There's also another guy who doesn't actually have a plot. But he's the most entertaining one, so he ends up taking a lot of screen time, so by the end of the movie, I'd forgotten about the two-friends plot entirely.

A lot of the movie rings true. If anything, there could have been more dialogue lifted directly from Star Wars. I didn't really dig the ongoing "Star Wars fans hate Star Trek fans" angle, but I can allow it.

The sequence at Skywalker Ranch was particularly enjoyable for me, since I've actually been there for a July 4 party.

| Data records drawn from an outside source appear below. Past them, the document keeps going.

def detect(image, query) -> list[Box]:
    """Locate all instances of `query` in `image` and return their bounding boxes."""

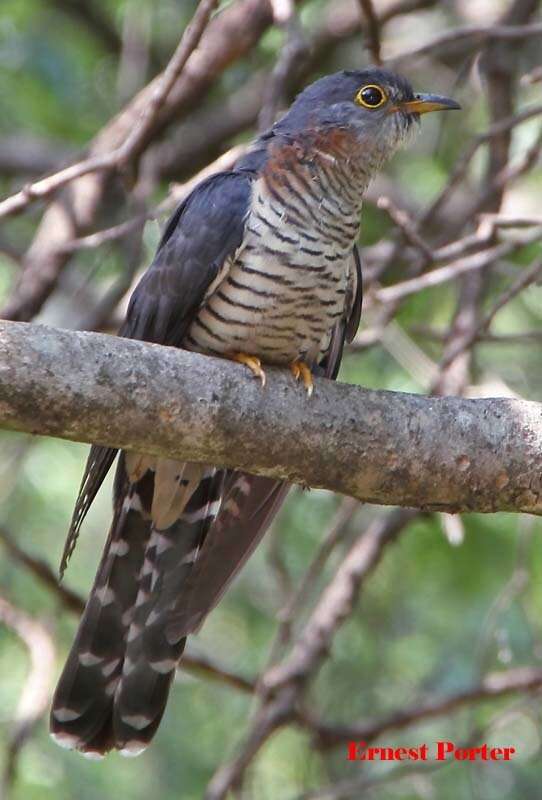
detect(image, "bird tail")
[50,454,223,758]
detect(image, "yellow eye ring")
[354,83,388,110]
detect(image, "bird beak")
[397,94,461,114]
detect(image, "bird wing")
[60,172,253,576]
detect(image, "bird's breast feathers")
[188,136,364,364]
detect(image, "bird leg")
[228,353,265,389]
[290,359,314,397]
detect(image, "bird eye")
[355,84,388,108]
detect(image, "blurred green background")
[0,0,542,800]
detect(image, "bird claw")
[230,353,266,389]
[290,360,314,397]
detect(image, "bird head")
[274,68,461,166]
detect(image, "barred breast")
[186,130,367,364]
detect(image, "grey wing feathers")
[120,172,251,347]
[60,172,252,577]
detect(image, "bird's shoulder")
[120,170,255,346]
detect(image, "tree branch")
[0,322,542,514]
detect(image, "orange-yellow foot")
[228,353,265,389]
[290,361,314,397]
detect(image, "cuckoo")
[50,68,459,758]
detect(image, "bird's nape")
[51,68,458,757]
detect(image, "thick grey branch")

That's not relevant to the review; I just wanted to mention it.

It would be nice to see a movie like this that isn't awash in stuntcasting. In addition to the previously mentioned Kristen Bell, there's William Shatner, Carrie Fisher, Kevin Smith, and Jason Mewes. Also Danny Trejo, but he's really just being deployed the same way he always is, so I think that's just normal casting.